An AI-powered analysis of the OpenEMR codebase uncovered 38 previously undisclosed vulnerabilities in the open source electronic health record (EHR) platform used by more than 100,000 healthcare providers worldwide.
The vulnerabilities, all patched now, range in severity from medium to critical and include missing or incorrect authorization checks, cross-site scripting (XSS) flaws, SQL injection, path traversal, and session-related issues.
More Than Three Dozen Flaws in 3 Months
The flaws could have enabled a broad range of attacks against OpenEMR deployments, according to researchers at Aisle, which used the company’s AI-powered platform to autonomously scan the OpenEMR codebase. “In the most severe cases, SQL injection vulnerabilities combined with modest database privileges could have led to full database compromise, PHI exfiltration at scale, and remote code execution on the server,” the cybersecurity vendor said in a report this week.
Aisle discovered the 38 new CVEs in a span of just three months and reported them to the OpenEMR team, which released an updated version of its software (version 8.0.0) in February, then rolled out more patches to address additional issues in March.
The discovery is the latest example of how AI-powered tools have fundamentally transformed vulnerability research, compressing what previously used to take months of painstaking manual analysis into weeks and even days. As Aisle noted in its report, a comparable independent security audit of OpenEMR conducted in 2018 by a team of security researchers took much longer and yielded a smaller set of 23 vulnerabilities.

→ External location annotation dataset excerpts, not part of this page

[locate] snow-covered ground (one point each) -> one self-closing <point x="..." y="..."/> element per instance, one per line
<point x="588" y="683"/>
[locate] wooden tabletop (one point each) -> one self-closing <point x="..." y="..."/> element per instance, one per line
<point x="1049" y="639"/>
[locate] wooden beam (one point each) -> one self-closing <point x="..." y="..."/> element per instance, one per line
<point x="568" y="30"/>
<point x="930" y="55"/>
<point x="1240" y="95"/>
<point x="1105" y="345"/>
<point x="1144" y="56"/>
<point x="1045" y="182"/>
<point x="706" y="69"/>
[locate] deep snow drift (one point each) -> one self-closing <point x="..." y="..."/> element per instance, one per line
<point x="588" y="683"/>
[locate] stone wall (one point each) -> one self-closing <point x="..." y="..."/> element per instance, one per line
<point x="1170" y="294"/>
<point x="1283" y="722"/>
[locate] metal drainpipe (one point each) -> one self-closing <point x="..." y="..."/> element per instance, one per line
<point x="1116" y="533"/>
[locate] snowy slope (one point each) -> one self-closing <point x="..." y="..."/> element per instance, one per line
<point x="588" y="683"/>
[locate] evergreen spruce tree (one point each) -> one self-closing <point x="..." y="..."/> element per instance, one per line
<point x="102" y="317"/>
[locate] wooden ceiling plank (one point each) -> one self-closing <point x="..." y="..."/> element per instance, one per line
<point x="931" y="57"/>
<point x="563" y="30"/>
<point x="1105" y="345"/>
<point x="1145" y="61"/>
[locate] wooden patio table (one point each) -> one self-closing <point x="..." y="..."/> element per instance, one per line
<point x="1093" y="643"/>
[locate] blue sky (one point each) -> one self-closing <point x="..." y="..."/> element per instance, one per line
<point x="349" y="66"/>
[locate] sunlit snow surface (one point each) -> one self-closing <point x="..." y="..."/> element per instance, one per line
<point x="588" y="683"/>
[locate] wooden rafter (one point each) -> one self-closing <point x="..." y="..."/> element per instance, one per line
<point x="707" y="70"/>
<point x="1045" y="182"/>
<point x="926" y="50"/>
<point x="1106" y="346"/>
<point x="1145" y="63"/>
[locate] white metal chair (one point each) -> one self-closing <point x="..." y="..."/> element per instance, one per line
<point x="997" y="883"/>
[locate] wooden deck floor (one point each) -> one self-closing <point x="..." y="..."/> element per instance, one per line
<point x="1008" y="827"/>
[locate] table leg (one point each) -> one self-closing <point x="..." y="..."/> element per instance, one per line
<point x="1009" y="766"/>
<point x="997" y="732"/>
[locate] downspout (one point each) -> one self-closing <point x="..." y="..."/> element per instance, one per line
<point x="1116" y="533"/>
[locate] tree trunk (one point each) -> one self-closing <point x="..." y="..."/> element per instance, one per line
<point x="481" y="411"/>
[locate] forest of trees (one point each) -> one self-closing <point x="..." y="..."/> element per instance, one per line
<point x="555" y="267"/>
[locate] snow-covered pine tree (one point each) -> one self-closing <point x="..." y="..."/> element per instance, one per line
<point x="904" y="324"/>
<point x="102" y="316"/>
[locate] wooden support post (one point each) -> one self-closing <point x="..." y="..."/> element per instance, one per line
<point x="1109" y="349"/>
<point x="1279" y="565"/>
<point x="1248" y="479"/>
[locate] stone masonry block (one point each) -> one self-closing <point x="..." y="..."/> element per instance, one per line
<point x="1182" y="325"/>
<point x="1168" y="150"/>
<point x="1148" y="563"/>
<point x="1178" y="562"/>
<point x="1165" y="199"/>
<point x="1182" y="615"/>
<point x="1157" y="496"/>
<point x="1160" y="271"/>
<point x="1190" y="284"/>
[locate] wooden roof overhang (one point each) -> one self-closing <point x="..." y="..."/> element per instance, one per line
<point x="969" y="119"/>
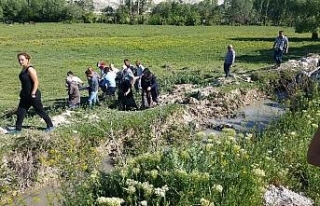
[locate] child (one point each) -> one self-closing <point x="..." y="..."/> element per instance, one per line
<point x="73" y="92"/>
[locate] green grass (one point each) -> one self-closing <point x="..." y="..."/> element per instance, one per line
<point x="58" y="48"/>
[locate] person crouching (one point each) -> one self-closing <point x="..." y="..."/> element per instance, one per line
<point x="150" y="89"/>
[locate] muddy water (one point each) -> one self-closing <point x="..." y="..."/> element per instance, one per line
<point x="49" y="195"/>
<point x="255" y="116"/>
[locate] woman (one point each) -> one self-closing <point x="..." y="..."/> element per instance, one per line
<point x="125" y="96"/>
<point x="30" y="95"/>
<point x="73" y="91"/>
<point x="93" y="87"/>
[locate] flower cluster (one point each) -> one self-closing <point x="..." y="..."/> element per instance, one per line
<point x="110" y="201"/>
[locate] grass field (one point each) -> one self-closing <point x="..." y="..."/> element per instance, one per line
<point x="58" y="48"/>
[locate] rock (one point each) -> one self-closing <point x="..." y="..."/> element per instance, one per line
<point x="3" y="131"/>
<point x="193" y="101"/>
<point x="280" y="196"/>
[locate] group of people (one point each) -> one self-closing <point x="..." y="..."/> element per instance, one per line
<point x="280" y="47"/>
<point x="109" y="80"/>
<point x="113" y="81"/>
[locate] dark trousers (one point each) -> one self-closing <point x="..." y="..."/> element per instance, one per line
<point x="25" y="104"/>
<point x="226" y="68"/>
<point x="278" y="55"/>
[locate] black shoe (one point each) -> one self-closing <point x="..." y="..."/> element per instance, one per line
<point x="14" y="132"/>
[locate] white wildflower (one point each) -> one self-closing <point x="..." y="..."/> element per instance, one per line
<point x="248" y="136"/>
<point x="159" y="192"/>
<point x="131" y="182"/>
<point x="136" y="170"/>
<point x="293" y="133"/>
<point x="131" y="189"/>
<point x="147" y="188"/>
<point x="205" y="202"/>
<point x="144" y="203"/>
<point x="314" y="125"/>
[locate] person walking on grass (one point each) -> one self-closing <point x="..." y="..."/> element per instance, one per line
<point x="280" y="46"/>
<point x="93" y="87"/>
<point x="30" y="94"/>
<point x="150" y="89"/>
<point x="73" y="87"/>
<point x="313" y="154"/>
<point x="229" y="60"/>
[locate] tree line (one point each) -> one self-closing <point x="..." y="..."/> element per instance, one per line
<point x="304" y="15"/>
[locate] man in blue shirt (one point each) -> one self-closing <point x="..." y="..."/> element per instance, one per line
<point x="280" y="47"/>
<point x="229" y="60"/>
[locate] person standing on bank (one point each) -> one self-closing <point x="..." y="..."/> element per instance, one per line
<point x="313" y="154"/>
<point x="229" y="60"/>
<point x="30" y="95"/>
<point x="280" y="46"/>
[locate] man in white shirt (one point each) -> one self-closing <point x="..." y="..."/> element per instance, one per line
<point x="280" y="46"/>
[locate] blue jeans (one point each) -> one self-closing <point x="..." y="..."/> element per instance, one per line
<point x="278" y="55"/>
<point x="93" y="98"/>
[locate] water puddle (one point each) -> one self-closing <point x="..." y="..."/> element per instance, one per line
<point x="255" y="116"/>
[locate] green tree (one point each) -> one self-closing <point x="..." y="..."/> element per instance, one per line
<point x="238" y="11"/>
<point x="308" y="19"/>
<point x="14" y="10"/>
<point x="1" y="13"/>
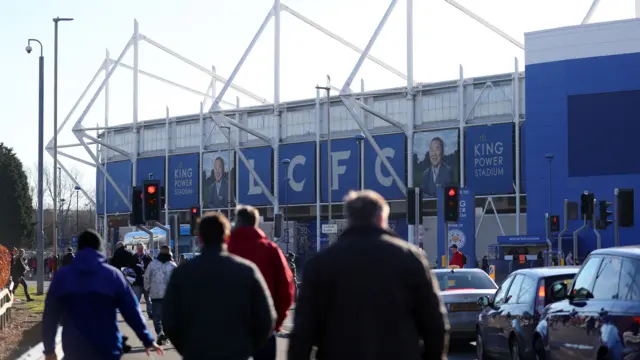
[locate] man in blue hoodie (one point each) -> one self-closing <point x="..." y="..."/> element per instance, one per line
<point x="84" y="298"/>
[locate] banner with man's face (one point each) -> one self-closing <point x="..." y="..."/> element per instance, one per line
<point x="436" y="160"/>
<point x="219" y="179"/>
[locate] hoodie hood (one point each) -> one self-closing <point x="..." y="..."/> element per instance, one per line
<point x="88" y="260"/>
<point x="163" y="258"/>
<point x="248" y="233"/>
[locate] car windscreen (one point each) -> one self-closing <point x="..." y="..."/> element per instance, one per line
<point x="464" y="280"/>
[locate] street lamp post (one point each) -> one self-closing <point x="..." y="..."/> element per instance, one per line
<point x="77" y="188"/>
<point x="286" y="163"/>
<point x="359" y="139"/>
<point x="55" y="129"/>
<point x="40" y="211"/>
<point x="228" y="128"/>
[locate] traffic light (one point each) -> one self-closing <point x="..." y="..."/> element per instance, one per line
<point x="136" y="206"/>
<point x="412" y="195"/>
<point x="151" y="200"/>
<point x="554" y="223"/>
<point x="451" y="203"/>
<point x="605" y="213"/>
<point x="625" y="207"/>
<point x="586" y="205"/>
<point x="194" y="219"/>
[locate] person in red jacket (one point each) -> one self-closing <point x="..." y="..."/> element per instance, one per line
<point x="250" y="243"/>
<point x="456" y="258"/>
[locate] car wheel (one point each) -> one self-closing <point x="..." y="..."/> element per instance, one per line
<point x="515" y="349"/>
<point x="538" y="347"/>
<point x="480" y="352"/>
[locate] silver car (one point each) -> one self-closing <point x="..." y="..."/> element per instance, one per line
<point x="460" y="290"/>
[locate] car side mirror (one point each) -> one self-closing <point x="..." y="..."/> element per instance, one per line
<point x="559" y="291"/>
<point x="484" y="301"/>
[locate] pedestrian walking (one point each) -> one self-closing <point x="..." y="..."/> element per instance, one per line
<point x="370" y="295"/>
<point x="121" y="257"/>
<point x="139" y="262"/>
<point x="18" y="270"/>
<point x="156" y="279"/>
<point x="249" y="242"/>
<point x="68" y="257"/>
<point x="217" y="305"/>
<point x="84" y="298"/>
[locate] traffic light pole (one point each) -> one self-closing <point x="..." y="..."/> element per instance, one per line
<point x="565" y="228"/>
<point x="616" y="217"/>
<point x="595" y="228"/>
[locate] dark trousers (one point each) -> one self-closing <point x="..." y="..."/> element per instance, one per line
<point x="17" y="282"/>
<point x="268" y="352"/>
<point x="156" y="305"/>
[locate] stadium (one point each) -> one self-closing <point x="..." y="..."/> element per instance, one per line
<point x="274" y="156"/>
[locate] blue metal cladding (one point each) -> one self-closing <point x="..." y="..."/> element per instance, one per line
<point x="345" y="168"/>
<point x="153" y="166"/>
<point x="549" y="87"/>
<point x="99" y="192"/>
<point x="489" y="159"/>
<point x="183" y="182"/>
<point x="297" y="182"/>
<point x="249" y="192"/>
<point x="376" y="175"/>
<point x="120" y="172"/>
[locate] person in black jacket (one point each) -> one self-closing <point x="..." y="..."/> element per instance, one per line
<point x="217" y="305"/>
<point x="121" y="257"/>
<point x="370" y="295"/>
<point x="68" y="257"/>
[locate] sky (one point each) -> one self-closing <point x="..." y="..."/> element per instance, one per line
<point x="217" y="32"/>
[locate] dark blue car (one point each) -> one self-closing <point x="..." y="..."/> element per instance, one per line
<point x="506" y="326"/>
<point x="599" y="315"/>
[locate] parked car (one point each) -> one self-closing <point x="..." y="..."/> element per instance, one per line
<point x="599" y="314"/>
<point x="506" y="326"/>
<point x="460" y="289"/>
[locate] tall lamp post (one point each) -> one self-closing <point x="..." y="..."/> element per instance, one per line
<point x="55" y="131"/>
<point x="40" y="211"/>
<point x="286" y="163"/>
<point x="77" y="189"/>
<point x="359" y="139"/>
<point x="228" y="128"/>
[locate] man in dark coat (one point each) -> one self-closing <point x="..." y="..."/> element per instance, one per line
<point x="121" y="257"/>
<point x="369" y="296"/>
<point x="217" y="305"/>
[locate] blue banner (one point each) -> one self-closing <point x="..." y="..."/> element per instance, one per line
<point x="489" y="160"/>
<point x="297" y="181"/>
<point x="100" y="193"/>
<point x="249" y="192"/>
<point x="150" y="166"/>
<point x="183" y="182"/>
<point x="462" y="233"/>
<point x="345" y="169"/>
<point x="376" y="175"/>
<point x="120" y="172"/>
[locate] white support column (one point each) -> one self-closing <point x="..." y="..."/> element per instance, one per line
<point x="136" y="138"/>
<point x="461" y="126"/>
<point x="516" y="124"/>
<point x="276" y="106"/>
<point x="105" y="227"/>
<point x="411" y="116"/>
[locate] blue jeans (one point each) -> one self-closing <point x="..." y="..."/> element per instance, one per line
<point x="139" y="291"/>
<point x="157" y="319"/>
<point x="268" y="351"/>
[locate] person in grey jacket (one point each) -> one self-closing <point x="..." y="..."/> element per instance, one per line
<point x="156" y="279"/>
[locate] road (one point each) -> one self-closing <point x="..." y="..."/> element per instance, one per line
<point x="462" y="351"/>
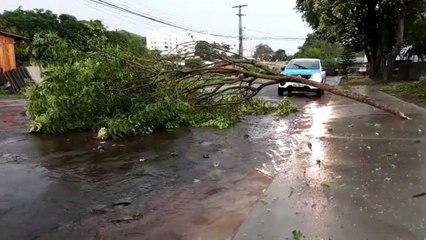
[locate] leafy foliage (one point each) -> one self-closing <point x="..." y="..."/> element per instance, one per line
<point x="414" y="91"/>
<point x="416" y="36"/>
<point x="374" y="26"/>
<point x="207" y="50"/>
<point x="316" y="47"/>
<point x="347" y="59"/>
<point x="194" y="63"/>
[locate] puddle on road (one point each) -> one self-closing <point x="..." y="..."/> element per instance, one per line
<point x="73" y="186"/>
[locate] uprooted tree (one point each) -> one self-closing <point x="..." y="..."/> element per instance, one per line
<point x="118" y="93"/>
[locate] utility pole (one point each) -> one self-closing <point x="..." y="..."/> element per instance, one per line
<point x="240" y="27"/>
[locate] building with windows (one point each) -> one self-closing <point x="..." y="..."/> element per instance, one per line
<point x="169" y="42"/>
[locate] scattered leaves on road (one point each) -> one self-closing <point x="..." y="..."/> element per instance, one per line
<point x="310" y="146"/>
<point x="419" y="195"/>
<point x="127" y="218"/>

The accelerating flood of newly discovered vulnerabilities has begun posing new challenges for security teams from the perspective of triage, prioritization, and patching, especially because many of the issues that AI tools uncover turn out to be insignificant or not relevant. There is also growing concern over bad actors using the same AI tools to uncover vulnerabilities and exploits before defenders have a chance to address them — a worry that prompted the recent launch of Anthropic’s Project Glasswing.
Notable Vulnerabilities
Aisle’s report highlighted three of the newly discovered OpenEMR vulnerabilities: CVE-2026-24908, CVE-2026-23627 and CVE-2026-24487.
CVE-2026-24908 is a maximum severity flaw (CVSS: 10.0) in OpenEMR’s Patient REST API that allows external systems to request and retrieve patient records. The SQL Injection flaw gives anyone with a valid login credential to OpenEMR a way to retrieve password hashes and browse the contents of any database table. Under certain conditions, it enables an attacker to read or write arbitrary files on the server and potentially take full remote control of the underlying system.
CVE-2026-23627 (CVSS: 8.8) is a similar SQL injection flaw, this one affecting OpenEMR’s immunization tracking module. The flaw allows an authenticated attacker to use specially crafted SQL queries to take over the underlying database, steal patient health information and credentials, and under some conditions enable remote code execution.
CVE-2026-24487 (CVSS:6.5) is an authorization bypass flaw in OpenEMR’s FHIR CareTeam endpoint, the interface that allows external healthcare systems to retrieve records of the clinical staff assigned to a patient’s care. The flaw incorrectly returned data for every patient in the system rather than just the relevant patient’s data.
For each of the 38 vulnerabilities it discovered, Aisle also proposed fixes that OpenEMR maintainers could review and apply directly to their existing code, minimizing the time and effort that would have been involved to address them. OpenEMR has since also integrated Aisle’s AI-powered analyzer into its code review process to automatically scan new code for vulnerabilities and to address them before production.